Looking at the VR resource in the same namespace:
$ cat secondary-cluster/namespaces/test-appset-deploy-rbd/replication.storage.openshift.io/volumereplications/busybox-pvc.yaml
...
status:
conditions:
- lastTransitionTime: "2025-04-01T18:02:48Z"
message: volume is promoted to primary and replicating to secondary
observedGeneration: 1
reason: Promoted
status: "True"
type: Completed
- lastTransitionTime: "2025-04-01T18:02:48Z"
message: volume is healthy
observedGeneration: 1
reason: Healthy
status: "False"
type: Degraded
- lastTransitionTime: "2025-04-01T18:02:47Z"
message: volume is not resyncing
observedGeneration: 1
reason: NotResyncing
status: "False"
type: Resyncing
- lastTransitionTime: "2025-04-01T18:02:47Z"
message: volume is validated and met all prerequisites
observedGeneration: 1
reason: PrerequisiteMet
status: "True"
type: Validated
lastCompletionTime: "2025-04-01T18:12:48Z"
message: volume is marked primary
observedGeneration: 1
state: PrimaryWe see that the VR is primary and replicating to the other cluster.
We can also inspect ramen-dr-cluster-operator logs:
% tree secondary-cluster/namespaces/ramen-system/pods/ramen-dr-cluster-operator-5dd448864d-78x8l/manager/
secondary-cluster/namespaces/ramen-system/pods/ramen-dr-cluster-operator-5dd448864d-78x8l/manager/
├── current.log
└── previous.logIn this case the gathered data tells that ramen is not the root cause, and we need to inspect the storage.
If more information is needed you can use the standard must-gather with OCM images to do a full gather.

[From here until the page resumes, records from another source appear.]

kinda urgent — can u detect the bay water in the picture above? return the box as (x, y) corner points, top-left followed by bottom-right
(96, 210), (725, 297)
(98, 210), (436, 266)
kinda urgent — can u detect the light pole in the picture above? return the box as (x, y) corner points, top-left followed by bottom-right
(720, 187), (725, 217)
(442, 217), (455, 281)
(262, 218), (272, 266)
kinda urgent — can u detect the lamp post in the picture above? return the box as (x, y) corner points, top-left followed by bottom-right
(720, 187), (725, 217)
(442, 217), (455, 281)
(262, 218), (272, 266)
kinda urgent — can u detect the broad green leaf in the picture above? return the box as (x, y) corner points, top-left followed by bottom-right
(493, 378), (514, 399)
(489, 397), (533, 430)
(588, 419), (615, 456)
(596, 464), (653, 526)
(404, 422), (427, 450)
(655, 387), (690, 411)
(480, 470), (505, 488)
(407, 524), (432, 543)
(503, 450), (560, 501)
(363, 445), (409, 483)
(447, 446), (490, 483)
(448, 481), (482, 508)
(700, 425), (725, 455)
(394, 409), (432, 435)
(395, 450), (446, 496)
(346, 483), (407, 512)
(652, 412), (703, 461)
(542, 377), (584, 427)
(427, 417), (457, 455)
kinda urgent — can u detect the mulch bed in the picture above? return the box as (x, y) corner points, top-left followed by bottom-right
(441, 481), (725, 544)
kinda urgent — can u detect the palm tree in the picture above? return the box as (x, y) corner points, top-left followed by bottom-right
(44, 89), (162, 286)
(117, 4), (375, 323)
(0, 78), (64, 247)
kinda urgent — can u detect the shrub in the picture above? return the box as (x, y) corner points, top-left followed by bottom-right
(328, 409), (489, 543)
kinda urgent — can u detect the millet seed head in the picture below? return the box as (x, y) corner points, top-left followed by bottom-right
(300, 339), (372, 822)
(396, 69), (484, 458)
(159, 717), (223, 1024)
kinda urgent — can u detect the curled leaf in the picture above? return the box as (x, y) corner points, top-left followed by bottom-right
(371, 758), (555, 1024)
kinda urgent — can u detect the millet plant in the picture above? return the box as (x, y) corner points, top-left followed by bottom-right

When we finished to debug the failed test we need to cleanup up:
$ ramenctl test clean -o example-failure
⭐ Using report "example-failure"
⭐ Using config "config.yaml"
🔎 Validate config ...
✅ Config validated
🔎 Clean tests ...
✅ Application "appset-deploy-rbd" unprotected
✅ Application "appset-deploy-rbd" undeployed
🔎 Clean environment ...
✅ Environment cleaned
✅ passed (1 passed, 0 failed, 0 skipped)The run or clean command may take up to 10 minutes to complete the current test step. To get all the information about failed tests you should wait until the command completes and gathers data for failed tests.
You can cancel the command by pressing Ctrl+C. This saves the current tests
progress but does not gather data for incomplete tests.